Dont+put+them+out+of+their+misery

Andrea Vidaurre, Reporter

In the summer of 2012, a man shot his wife then attempted to kill himself. During the summer of 2015, after an armed robbery at the Walmart on Emerson Avenue, the robber ran into a Vietnamese restaurant and shot himself in the head. After killing his niece and great nephew in Zionsville in February 2016, a man hid away in a hotel room downtown and killed himself. These are all crimes that ended in suicide, which is what the criminals quite possibly preferred. They would rather be dead and not have to face punishment than live with what they did.

I bring these crimes and suicides up because I’ve recently decided that I strongly disagree with capital punishment (execution). You may be wondering why I would want such awful people to still be able to live and get the chance to see the light of day again. The reason is because, as shown in the cases mentioned earlier, the criminals wanted to die. They chose to kill themselves because they knew life after they were caught wouldn’t be bright. If we punish them by killing them, we are just giving them what they want which is not much of a punishment at all.

I believe that those who have committed such horrid crimes should have to live with what they did and be miserable in prison with no chance of parole. I think that this is harsher than death, to be quite honest. Although most people probably don’t like to have their death planned out, those that are cowards would most likely prefer to have their life be put to an end than have to pay the price for the grief they caused others and for what they did.

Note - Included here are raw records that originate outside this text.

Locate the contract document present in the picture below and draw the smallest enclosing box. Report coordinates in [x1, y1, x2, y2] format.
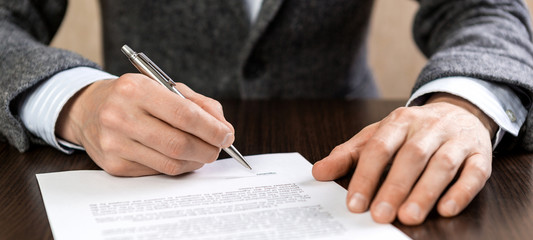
[36, 152, 410, 240]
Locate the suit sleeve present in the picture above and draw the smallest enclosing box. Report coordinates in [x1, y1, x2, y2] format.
[413, 0, 533, 150]
[0, 0, 100, 152]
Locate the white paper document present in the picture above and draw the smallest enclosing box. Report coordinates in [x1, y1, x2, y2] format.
[36, 153, 410, 240]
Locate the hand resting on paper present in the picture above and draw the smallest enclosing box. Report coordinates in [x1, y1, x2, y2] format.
[55, 73, 235, 176]
[312, 93, 498, 225]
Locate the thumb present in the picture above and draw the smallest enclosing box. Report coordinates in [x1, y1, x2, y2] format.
[312, 123, 379, 181]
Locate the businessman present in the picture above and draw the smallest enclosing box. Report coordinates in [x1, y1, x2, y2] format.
[1, 0, 533, 226]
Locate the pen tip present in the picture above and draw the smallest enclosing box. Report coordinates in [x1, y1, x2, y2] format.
[241, 159, 252, 170]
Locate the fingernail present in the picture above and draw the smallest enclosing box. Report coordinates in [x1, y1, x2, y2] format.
[374, 202, 394, 219]
[348, 193, 368, 212]
[221, 132, 234, 147]
[404, 202, 422, 221]
[443, 200, 458, 215]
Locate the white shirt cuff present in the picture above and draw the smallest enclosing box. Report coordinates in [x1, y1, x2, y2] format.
[18, 67, 118, 153]
[407, 77, 527, 149]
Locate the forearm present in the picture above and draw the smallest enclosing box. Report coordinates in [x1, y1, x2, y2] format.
[413, 0, 533, 149]
[18, 67, 117, 153]
[0, 1, 100, 151]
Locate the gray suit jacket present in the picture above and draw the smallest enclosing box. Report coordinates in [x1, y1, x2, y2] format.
[1, 0, 533, 152]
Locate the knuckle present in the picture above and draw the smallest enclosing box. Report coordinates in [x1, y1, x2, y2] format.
[471, 157, 492, 180]
[189, 162, 205, 171]
[421, 189, 440, 202]
[436, 152, 461, 173]
[165, 135, 187, 159]
[404, 142, 429, 161]
[173, 103, 197, 127]
[351, 174, 377, 193]
[480, 167, 492, 180]
[205, 147, 220, 163]
[103, 160, 129, 176]
[367, 137, 394, 157]
[385, 181, 410, 196]
[98, 103, 121, 128]
[212, 123, 230, 146]
[456, 184, 476, 199]
[209, 99, 223, 112]
[99, 134, 120, 154]
[161, 159, 184, 176]
[389, 106, 438, 127]
[332, 144, 347, 153]
[175, 82, 188, 90]
[114, 75, 140, 96]
[332, 143, 358, 160]
[142, 131, 159, 146]
[389, 107, 412, 120]
[203, 98, 224, 114]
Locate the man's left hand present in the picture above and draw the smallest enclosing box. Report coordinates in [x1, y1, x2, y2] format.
[312, 93, 498, 225]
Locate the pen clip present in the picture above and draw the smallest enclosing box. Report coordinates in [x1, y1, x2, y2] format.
[137, 53, 177, 87]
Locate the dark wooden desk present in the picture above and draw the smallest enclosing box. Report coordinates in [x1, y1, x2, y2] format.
[1, 100, 532, 239]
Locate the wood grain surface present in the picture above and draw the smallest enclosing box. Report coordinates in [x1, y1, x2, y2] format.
[1, 100, 532, 239]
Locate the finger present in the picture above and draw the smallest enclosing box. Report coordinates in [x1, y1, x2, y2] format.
[396, 140, 468, 225]
[312, 145, 358, 181]
[83, 139, 159, 177]
[436, 153, 491, 217]
[175, 83, 228, 124]
[194, 96, 234, 134]
[370, 126, 445, 223]
[81, 130, 160, 177]
[140, 83, 234, 148]
[106, 137, 205, 176]
[101, 157, 160, 177]
[346, 118, 409, 213]
[312, 123, 378, 181]
[127, 112, 221, 163]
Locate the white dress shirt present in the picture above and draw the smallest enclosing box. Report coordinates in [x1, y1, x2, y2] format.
[18, 0, 527, 153]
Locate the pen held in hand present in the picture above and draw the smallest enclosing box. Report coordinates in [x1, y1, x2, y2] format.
[121, 44, 252, 170]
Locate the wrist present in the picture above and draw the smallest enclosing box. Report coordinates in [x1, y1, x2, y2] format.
[55, 80, 105, 145]
[55, 88, 85, 145]
[426, 92, 498, 138]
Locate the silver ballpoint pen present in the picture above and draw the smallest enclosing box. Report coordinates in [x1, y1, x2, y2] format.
[121, 44, 252, 170]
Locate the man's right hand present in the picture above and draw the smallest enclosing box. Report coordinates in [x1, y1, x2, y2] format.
[55, 73, 235, 176]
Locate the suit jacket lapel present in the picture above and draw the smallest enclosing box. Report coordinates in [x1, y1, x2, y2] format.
[238, 0, 284, 68]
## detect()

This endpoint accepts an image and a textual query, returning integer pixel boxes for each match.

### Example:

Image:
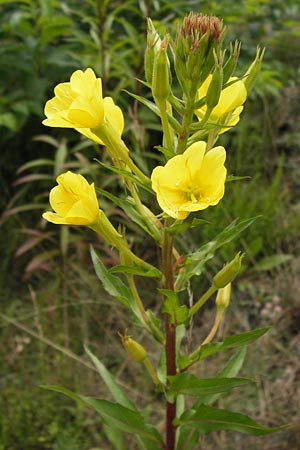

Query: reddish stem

[163,219,177,450]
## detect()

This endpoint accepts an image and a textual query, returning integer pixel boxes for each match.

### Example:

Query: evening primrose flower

[151,141,226,220]
[43,68,124,144]
[43,171,99,226]
[196,75,247,132]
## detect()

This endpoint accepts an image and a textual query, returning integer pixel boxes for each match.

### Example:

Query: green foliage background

[1,0,300,449]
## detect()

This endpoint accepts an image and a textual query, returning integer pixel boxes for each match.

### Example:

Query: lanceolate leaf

[95,186,162,243]
[175,405,288,436]
[191,348,247,408]
[84,346,136,411]
[189,327,271,364]
[182,216,260,284]
[79,397,163,444]
[168,373,253,397]
[41,385,163,446]
[91,246,132,308]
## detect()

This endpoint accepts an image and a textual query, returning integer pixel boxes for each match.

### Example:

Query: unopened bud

[205,59,223,111]
[152,35,170,101]
[243,46,265,93]
[144,19,162,84]
[120,333,147,362]
[223,40,241,84]
[216,283,231,309]
[213,252,244,289]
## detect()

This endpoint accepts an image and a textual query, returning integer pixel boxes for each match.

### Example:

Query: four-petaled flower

[43,68,124,144]
[151,142,227,220]
[43,171,99,225]
[196,75,247,133]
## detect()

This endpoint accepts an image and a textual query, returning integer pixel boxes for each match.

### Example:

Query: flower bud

[216,283,231,309]
[204,61,223,112]
[213,252,244,289]
[120,333,147,363]
[152,35,171,102]
[243,46,265,93]
[223,40,241,84]
[173,12,225,92]
[144,18,162,84]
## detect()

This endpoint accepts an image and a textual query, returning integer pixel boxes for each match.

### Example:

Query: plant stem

[162,218,177,450]
[176,82,198,154]
[189,285,217,317]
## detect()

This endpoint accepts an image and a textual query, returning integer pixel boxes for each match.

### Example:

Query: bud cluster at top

[179,12,224,46]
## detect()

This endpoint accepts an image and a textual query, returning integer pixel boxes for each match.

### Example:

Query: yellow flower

[43,171,99,225]
[151,142,226,220]
[43,68,124,144]
[196,75,247,132]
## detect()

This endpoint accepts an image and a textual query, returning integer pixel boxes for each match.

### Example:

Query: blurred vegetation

[1,0,300,448]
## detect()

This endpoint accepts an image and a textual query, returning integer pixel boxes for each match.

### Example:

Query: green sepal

[160,289,189,325]
[174,404,288,436]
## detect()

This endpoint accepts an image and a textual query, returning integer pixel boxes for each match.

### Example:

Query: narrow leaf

[168,373,253,397]
[176,405,288,435]
[84,346,136,411]
[192,348,247,407]
[79,397,163,444]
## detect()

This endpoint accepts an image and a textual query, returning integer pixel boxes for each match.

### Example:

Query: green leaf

[168,373,253,397]
[160,289,189,325]
[95,160,152,193]
[108,264,161,279]
[80,397,163,444]
[90,246,131,308]
[84,346,136,411]
[197,327,271,361]
[41,385,163,445]
[95,187,162,243]
[166,218,209,235]
[226,175,251,182]
[182,217,259,284]
[176,428,200,450]
[179,327,270,370]
[192,348,247,407]
[253,253,293,271]
[175,405,288,435]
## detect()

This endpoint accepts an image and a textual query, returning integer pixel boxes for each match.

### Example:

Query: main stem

[163,219,176,450]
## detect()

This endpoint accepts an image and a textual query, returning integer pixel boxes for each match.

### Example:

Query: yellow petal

[70,68,98,97]
[49,185,75,216]
[42,211,69,225]
[103,97,124,136]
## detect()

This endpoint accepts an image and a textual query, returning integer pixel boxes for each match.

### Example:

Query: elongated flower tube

[196,75,247,133]
[151,141,227,220]
[43,171,99,226]
[43,68,124,145]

Not to mention, capital punishment is more expensive than keeping someone alive. It costs an average of $740,000 for cases that don’t lead to death row, but about $1.26 million to execute someone. Maintaining each death row costs taxpayers about $90,000 more per year than for a prisoner in general population according to deathpenaltyinfo.org.

Another thing that makes execution the wrong choice is many of the lethal injections that states use have been pulled from the sale to prisons because they don’t want their products being involved in the execution of prisoners. Not having the proper tools for an execution can sometimes lead to a torturous death. They don’t want their products to be affiliated with execution because they find it inhumane, according to Stephanie Pappas from livescience.com. I honestly don’t blame them. As important as consequences are to criminals, how does the execution of a killer change their wrong doing? It doesn’t bring back the victim, and it probably doesn’t bring vengeance. It does nothing but make the executors just as bad as the killers. As said in the novel In Cold Blood, about one of the main characters who was being put through the capital punishment, “It doesn’t deter crime, but merely cheapens human life.”